L’Assemblée provinciale de Kinshasa (APK) a ouvert, ce mardi 30 septembre 2025, sa session ordinaire de septembre, consacrée principalement à l’examen et à l’adoption du budget 2026 ainsi qu’à l’évaluation de la reddition des comptes de l’exercice 2024.
C’est la vice-présidente de l’APK, Germaine Tshinyama Mpemba, qui a dirigé la plénière inaugurale en raison de l’absence du président Lévi Mbuta Sangupamba, officiellement annoncé souffrant. Mais cette rentrée parlementaire intervient dans un climat particulier, marqué par le dépôt d’une pétition exigeant la destitution du président de l’Assemblée pour « manquements graves » dans l’exercice de ses fonctions.

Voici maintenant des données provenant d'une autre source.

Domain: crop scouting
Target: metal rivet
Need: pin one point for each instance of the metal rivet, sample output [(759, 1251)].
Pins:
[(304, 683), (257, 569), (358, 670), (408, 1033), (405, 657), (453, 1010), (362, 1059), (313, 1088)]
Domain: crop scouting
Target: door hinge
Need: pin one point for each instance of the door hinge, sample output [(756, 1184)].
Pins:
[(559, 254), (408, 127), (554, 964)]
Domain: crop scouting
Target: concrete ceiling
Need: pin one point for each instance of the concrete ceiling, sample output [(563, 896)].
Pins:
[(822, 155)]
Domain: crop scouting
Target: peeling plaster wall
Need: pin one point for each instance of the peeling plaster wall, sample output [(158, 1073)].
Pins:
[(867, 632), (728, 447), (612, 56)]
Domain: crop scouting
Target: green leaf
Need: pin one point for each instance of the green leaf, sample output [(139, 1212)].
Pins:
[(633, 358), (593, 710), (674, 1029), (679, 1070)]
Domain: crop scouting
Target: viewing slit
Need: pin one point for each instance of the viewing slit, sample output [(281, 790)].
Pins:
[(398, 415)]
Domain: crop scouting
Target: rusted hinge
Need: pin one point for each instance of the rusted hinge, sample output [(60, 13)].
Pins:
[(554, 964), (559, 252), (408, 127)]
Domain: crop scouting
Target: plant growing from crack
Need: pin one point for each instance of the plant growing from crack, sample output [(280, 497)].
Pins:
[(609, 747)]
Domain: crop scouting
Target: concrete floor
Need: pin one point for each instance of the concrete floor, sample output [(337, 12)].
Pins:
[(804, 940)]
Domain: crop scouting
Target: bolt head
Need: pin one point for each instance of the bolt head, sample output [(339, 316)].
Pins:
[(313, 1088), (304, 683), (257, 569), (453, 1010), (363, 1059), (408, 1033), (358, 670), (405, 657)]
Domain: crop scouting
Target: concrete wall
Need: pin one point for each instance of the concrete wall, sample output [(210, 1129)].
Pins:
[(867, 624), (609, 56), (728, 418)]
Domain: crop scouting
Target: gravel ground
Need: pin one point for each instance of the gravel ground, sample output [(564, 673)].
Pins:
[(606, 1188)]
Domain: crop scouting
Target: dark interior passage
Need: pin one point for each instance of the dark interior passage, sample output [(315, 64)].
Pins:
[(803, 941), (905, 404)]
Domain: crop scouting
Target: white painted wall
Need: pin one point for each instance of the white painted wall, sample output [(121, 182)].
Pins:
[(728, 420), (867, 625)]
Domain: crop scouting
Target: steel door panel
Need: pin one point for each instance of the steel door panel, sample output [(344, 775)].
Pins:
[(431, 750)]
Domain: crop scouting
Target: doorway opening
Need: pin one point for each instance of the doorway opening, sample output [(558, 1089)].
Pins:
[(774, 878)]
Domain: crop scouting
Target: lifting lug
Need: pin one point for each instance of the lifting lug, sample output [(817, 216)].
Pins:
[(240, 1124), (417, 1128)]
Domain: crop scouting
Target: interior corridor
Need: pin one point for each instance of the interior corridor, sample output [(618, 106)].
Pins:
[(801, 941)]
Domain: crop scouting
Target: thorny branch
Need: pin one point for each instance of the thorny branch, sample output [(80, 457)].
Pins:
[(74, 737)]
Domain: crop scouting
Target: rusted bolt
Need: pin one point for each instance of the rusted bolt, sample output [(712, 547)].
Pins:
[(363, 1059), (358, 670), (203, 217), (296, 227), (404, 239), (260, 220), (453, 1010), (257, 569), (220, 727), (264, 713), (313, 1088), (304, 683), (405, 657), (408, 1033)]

Dans son allocution, Germaine Tshinyama a insisté sur la nécessité pour l’exécutif provincial de respecter les délais légaux dans la transmission du projet de budget et de ses annexes. Elle a également rappelé l’orientation du Chef de l’État visant à allouer au moins 15 % des ressources budgétaires à la couverture universelle des soins de santé.
Devant les membres du gouvernement provincial, des responsables politico-administratifs et des représentants des forces de sécurité, la vice-présidente a décliné les priorités de la session : lutte contre les violences urbaines des Kuluna avec un accent sur la réinsertion sociale, réglementation du transport en commun par taxis-motos, suivi des conséquences sociales des inondations d’avril dernier, encadrement du trafic routier pour réduire les embouteillages chroniques, et amélioration du réseau routier urbain, y compris les travaux de la rocade de Kinshasa et l’extension de la voirie dans la commune de Maluku.
En plus de l’examen du budget 2026, les députés provinciaux se pencheront sur les rapports de gestion couvrant la période 2023 à début 2025, dans le cadre de leur mission de contrôle parlementaire.
Cette session s’annonce donc cruciale, autant pour la planification des finances de la capitale que pour l’avenir de son président contesté, Lévi Mbuta.